Add Shine to your Data Science Resume with these 8 Ambitious Projects on GitHub

Pranav Dar Last Updated : 14 Jun, 2020

8 min read

Overview

Here are eight ambitious data science projects to add to your data science portfolio
We have divided these projects into three categories – Natural Language Processing, Computer Vision, and others

Introduction

There are multiple ways of learning data science. We can go through courses, pour through books, or sift through articles. All of these lack one fundamental thing, however – practice.

It all comes down to how much conceptual knowledge are you applying on a daily basis. That is what will improve, enhance and build your data science career (and consequently your chances of landing a data science role).

Did you know that top tech behemoths open source a lot of their code on GitHub? It’s a brilliant way of applying and learning data science – pick up the open-source code, understand it, play around with it, and build your own model!

So in this article, I have put together eight ambitious data science projects for you to immediately get your hands on. I have broadly divided them into three categories – Natural Language Processing (NLP), Computer Vision, and others that don’t fall into the above two sections.

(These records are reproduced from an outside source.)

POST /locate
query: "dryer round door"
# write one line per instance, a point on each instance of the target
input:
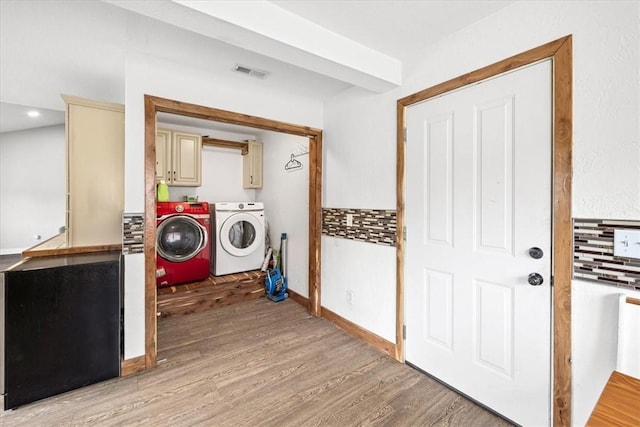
(180, 238)
(241, 234)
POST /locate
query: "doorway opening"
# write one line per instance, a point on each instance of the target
(154, 105)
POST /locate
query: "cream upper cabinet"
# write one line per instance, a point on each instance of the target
(95, 172)
(179, 158)
(252, 166)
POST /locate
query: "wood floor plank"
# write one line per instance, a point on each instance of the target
(260, 363)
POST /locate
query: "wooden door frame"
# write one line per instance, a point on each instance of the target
(560, 53)
(154, 105)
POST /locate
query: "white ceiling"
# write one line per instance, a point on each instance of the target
(48, 48)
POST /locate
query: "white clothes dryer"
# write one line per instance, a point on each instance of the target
(239, 237)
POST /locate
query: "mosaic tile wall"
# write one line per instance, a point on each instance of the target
(593, 253)
(369, 225)
(132, 233)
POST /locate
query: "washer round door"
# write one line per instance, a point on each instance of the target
(241, 234)
(179, 238)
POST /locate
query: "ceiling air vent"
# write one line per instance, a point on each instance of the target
(253, 72)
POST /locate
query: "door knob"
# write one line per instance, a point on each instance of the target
(536, 253)
(535, 279)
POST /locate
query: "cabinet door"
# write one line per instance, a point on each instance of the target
(252, 166)
(186, 159)
(163, 153)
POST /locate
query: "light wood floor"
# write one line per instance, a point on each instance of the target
(260, 363)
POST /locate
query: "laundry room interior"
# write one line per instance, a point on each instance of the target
(282, 189)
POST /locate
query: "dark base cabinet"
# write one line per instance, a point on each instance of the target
(61, 325)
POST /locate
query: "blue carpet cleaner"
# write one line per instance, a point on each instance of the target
(275, 282)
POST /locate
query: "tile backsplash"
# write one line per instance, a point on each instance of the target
(593, 257)
(368, 225)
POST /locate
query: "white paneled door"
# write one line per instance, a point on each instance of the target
(478, 216)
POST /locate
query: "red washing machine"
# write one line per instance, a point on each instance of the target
(182, 242)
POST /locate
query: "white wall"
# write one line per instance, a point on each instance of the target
(32, 187)
(167, 79)
(360, 142)
(285, 195)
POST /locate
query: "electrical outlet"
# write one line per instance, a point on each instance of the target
(349, 220)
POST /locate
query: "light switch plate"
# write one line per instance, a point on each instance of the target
(626, 243)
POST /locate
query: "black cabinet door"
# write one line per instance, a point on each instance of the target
(62, 329)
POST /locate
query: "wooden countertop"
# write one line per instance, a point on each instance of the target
(619, 403)
(57, 245)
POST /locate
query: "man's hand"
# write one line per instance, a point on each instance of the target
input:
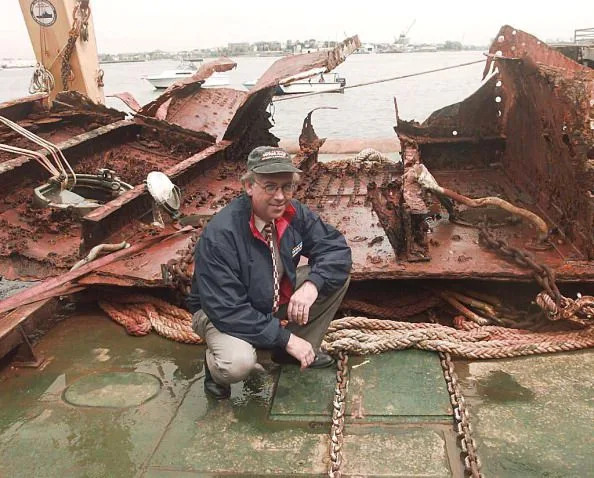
(300, 302)
(300, 349)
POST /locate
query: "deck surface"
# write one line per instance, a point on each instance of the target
(147, 415)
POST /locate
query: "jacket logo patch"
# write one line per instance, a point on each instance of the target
(297, 249)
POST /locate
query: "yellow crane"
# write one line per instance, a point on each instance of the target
(63, 39)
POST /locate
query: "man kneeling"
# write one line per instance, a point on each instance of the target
(246, 278)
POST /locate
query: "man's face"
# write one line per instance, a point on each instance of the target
(266, 204)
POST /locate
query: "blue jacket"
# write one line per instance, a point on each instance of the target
(233, 280)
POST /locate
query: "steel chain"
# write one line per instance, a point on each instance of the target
(472, 463)
(544, 275)
(338, 415)
(80, 23)
(178, 271)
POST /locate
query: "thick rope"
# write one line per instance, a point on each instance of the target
(358, 335)
(140, 313)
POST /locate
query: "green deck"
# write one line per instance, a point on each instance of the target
(110, 405)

This article is part of the monthly GitHub project series we host on Analytics Vidhya. Here’s the full list for 2019 in case you missed out on some mind-blowing projects:

Our Pick of 8 Data Science Projects on GitHub (September Edition)

Natural Language Processing (NLP) Projects

NLP is booming right now. It is the hottest field in data science with breakthrough after breakthrough happening on a regular basis. I feel like I’m barely getting to grips with a new framework and another one comes along.

That’s not a bad thing though! It just means there’s more to learn and experiment with. So in that spirit, here are four cool projects on Natural Language Processing that will definitely get you excited!

PLMpapers – Collection of Research Papers on Pretrained Language Models

Pretrained models are all the rage these days. Most of us don’t have a GPU sitting idle at home (let alone several of them) so it’s simply not possible to code deep neural network models from scratch.

Enter pretrained models. These have become ubiquitous with the advent of transfer learning – the ability to train a model on one dataset and then adapt that model to perform different NLP functions on a different dataset. Pretrained models enable us to use an existing model and play around with it.

This GitHub repository is a collection of over 60 pretrained language models. These include BERT, XLNet, ERNIE, ELMo, ULMFiT, among others. Here’s a diagrammatic illustration of the papers you’ll find in this repository:

This is a jackpot of a repository in my opinion and one you should readily bookmark (or star) if you’re an NLP enthusiast. Here are a few resources and excellent in-depth tutorials on some of these language models:

Text Mining on the 2019 Mexican Government Report – A Brilliant Application of NLP

I really like this project because it shows how a simple idea can produce powerful results. The Mexican government released its annual report on September 1st and the creator of this project decided to use simple NLP text mining techniques to unearth patterns and insights.

The first challenge, as the author has highlighted in the above link, was to extract all the text from the PDF file where the report was housed. He used a library called PyPDF2 to do this. The entire process is well documented in this project along with a step-by-step explanation plus Python code.

Check out this visualization generated using seaborn:

It’s simple yet powerful – it shows the number of mentions of each state in the annual report. I would perhaps have gone with a different color scheme to bring out the most frequently mentioned state but that’s a topic for another time.

If you’re interested in generating such visualizations yourself, make sure you check out our guide to mastering seaborn:

Become a Data Visualization Whiz with this Comprehensive Guide to Seaborn in Python

ALBERT – A Lite Version of BERT

If you haven’t heard of BERT till now, you really need to catch up! Developed by Google, the BERT framework transformed the NLP landscape overnight.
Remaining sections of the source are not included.